BACKGROUND: Previous studies of glycemic control in non-neurologic ICU patients have shown conflicting results. The purpose was to investigate whether intensive insulin therapy (IIT) to keep blood glucose levels from 80 to 110 mg/dl or conventional treatment to keep levels less than 151 mg/dl was associated with a reduction of mortality and improved functional outcome in critically ill neurologic patients.

METHODS: Within 24 h of ICU admission, mechanically ventilated adult neurologic patients were enrolled after written informed consent and randomized to intensive or conventional control of blood glucose levels with insulin. Primary outcome measure was death within 3 months. Secondary outcome measures included 90-day modified Rankin scale (mRS) score, ICU, and hospital LOS.

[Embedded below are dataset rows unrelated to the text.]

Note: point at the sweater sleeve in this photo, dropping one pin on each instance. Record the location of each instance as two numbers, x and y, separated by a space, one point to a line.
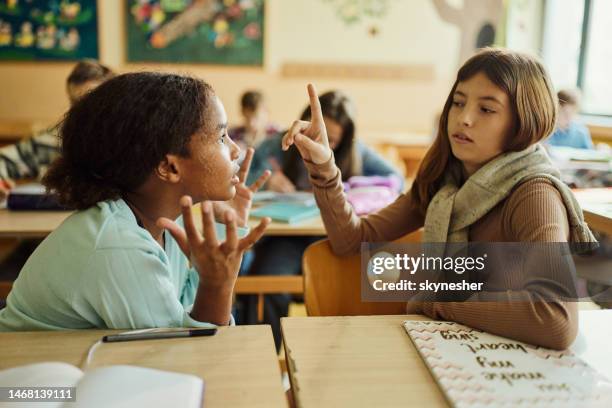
533 213
345 229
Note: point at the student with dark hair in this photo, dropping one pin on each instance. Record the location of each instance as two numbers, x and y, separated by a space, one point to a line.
136 153
569 132
255 126
30 157
283 256
85 76
484 179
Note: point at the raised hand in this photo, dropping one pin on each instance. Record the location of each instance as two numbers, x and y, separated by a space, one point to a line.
278 182
310 138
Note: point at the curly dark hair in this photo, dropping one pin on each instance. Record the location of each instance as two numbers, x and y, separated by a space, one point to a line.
114 137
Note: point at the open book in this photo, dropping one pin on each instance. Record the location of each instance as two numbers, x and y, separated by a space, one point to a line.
477 369
112 386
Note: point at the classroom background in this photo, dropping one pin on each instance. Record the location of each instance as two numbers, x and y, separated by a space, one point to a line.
396 60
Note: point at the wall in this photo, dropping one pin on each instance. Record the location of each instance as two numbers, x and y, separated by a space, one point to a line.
296 30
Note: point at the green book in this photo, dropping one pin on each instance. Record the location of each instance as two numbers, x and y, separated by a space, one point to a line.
286 212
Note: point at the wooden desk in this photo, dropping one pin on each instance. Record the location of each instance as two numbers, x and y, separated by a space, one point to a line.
39 224
370 361
596 205
30 224
239 364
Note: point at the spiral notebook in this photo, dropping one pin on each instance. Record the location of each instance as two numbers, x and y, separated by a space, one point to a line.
478 369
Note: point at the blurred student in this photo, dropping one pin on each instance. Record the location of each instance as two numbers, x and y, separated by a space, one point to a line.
569 131
484 179
283 256
30 157
137 152
255 126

RESULTS: 81 patients were enrolled. The proportion of deaths was higher among IIT patients but this was not statistically significant (36 vs. 25%, P = 0.34). When good versus poor outcome at 3 months was dichotomized to mRS score 0-2 versus 3-6, respectively, there was no difference in outcome between the two groups (76.2 vs. 75% had a poor 3-month outcome, P = 1.0). There was also no difference in ICU or hospital LOS. Hypoglycemia (<60 mg/dl) and severe hypoglycemia (<40 mg/dl) were more common in the intensive arm (48 vs. 11%, P = 0.0006; and 4 vs. 0%, P = 0.5, respectively).

CONCLUSION: There was no benefit to IIT in this small critically ill neurologic population. This is the first glycemic control study to specifically examine both critically ill stroke and traumatic brain injury (TBI) patients and functional outcome. Given these results, IIT cannot be recommended over conventional control.